‘BlueCharlie’ Favors a New Domain Registrar and URL Structure
A Russia-linked hacking group is shifting its online infrastructure likely in response to public disclosures about its activity.
Recorded Future’s Insikt Group traced over the last five months the revamped infrastructure of a group it tracks as “BlueCharlie,” which overlaps with activity attributed to the threat actor variously known as Seaborgium, Callisto/Calisto and Coldriver. A recent assessment of the group by the British cybersecurity agency stopped short of connecting the threat actor with the Kremlin but said that its targets have included ” academia, defence, governmental organisations, NGOs, think-tanks, as well as politicians, journalists and activists” (see: Russian Hackers Suspected of Accessing Email of British MP).
In March 2022, Google’s Threat Analysis Group spotted the threat actor launching credential phishing campaigns targeting several U.S.-based nongovernmental organizations and think tanks, the military of a Balkans country and a Ukraine-based defense contractor.
The group relies heavily on phishing to obtain account credentials, including targeted spear-phishing attacks.
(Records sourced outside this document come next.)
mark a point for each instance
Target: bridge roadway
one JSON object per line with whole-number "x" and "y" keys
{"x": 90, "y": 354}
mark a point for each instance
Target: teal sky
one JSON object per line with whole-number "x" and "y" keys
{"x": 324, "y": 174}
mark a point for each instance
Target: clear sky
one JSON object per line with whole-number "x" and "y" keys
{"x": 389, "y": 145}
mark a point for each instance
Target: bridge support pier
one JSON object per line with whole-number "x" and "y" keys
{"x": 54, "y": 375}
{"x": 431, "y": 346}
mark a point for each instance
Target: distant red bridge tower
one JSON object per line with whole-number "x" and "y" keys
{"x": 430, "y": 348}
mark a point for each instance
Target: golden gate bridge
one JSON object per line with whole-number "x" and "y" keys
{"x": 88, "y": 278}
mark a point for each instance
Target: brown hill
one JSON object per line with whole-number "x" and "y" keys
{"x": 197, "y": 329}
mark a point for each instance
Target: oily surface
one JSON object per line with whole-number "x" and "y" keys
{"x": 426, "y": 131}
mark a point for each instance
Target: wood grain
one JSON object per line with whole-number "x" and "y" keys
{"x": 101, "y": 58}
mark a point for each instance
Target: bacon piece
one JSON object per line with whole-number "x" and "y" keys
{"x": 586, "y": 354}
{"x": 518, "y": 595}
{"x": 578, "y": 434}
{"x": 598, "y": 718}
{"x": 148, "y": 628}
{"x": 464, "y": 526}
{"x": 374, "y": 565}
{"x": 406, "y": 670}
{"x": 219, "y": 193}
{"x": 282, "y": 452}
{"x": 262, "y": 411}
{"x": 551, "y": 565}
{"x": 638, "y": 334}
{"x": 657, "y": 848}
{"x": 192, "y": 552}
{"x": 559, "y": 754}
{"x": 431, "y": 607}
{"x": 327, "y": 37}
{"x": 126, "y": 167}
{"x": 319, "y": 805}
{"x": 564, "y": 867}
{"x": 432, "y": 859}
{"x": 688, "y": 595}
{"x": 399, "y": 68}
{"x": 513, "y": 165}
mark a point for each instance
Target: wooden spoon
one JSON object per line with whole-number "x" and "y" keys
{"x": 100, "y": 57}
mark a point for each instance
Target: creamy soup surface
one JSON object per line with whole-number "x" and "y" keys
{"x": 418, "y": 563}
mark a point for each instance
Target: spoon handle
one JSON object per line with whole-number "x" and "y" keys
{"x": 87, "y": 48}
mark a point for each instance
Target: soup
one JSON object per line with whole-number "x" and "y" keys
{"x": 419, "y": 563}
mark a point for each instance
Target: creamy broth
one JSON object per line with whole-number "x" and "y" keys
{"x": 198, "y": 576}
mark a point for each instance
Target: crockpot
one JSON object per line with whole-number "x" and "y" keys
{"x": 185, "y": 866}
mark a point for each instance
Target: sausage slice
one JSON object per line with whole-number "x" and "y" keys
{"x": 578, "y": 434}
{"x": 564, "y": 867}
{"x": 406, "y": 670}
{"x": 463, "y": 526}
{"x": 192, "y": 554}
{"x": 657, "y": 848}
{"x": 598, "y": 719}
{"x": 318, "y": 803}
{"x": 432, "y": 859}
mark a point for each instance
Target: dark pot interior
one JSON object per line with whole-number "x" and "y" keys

Its ability to adapt to public reporting about its activity suggests it will persist with “operations for the foreseeable future” and continue to evolve its tactics, Recorded Future warned.
The researchers said BlueCharlie now favors a different domain registrar, shifting the majority of its business from Porkbun to NameCheap. It has stopped registering domain names made up of two terms separated by a hyphen, such as
cloud-safetyonline, and has given up trailing URl structures in which it emulated the IT infrastructure of a target. That shift has made it harder to identify victims targeted by the group.
Some things haven’t changed. The researchers said that the group “likely uses open sources to conduct extensive reconnaissance in advance of intrusion operations in order to improve the likelihood that its spear-phishing operations succeed.”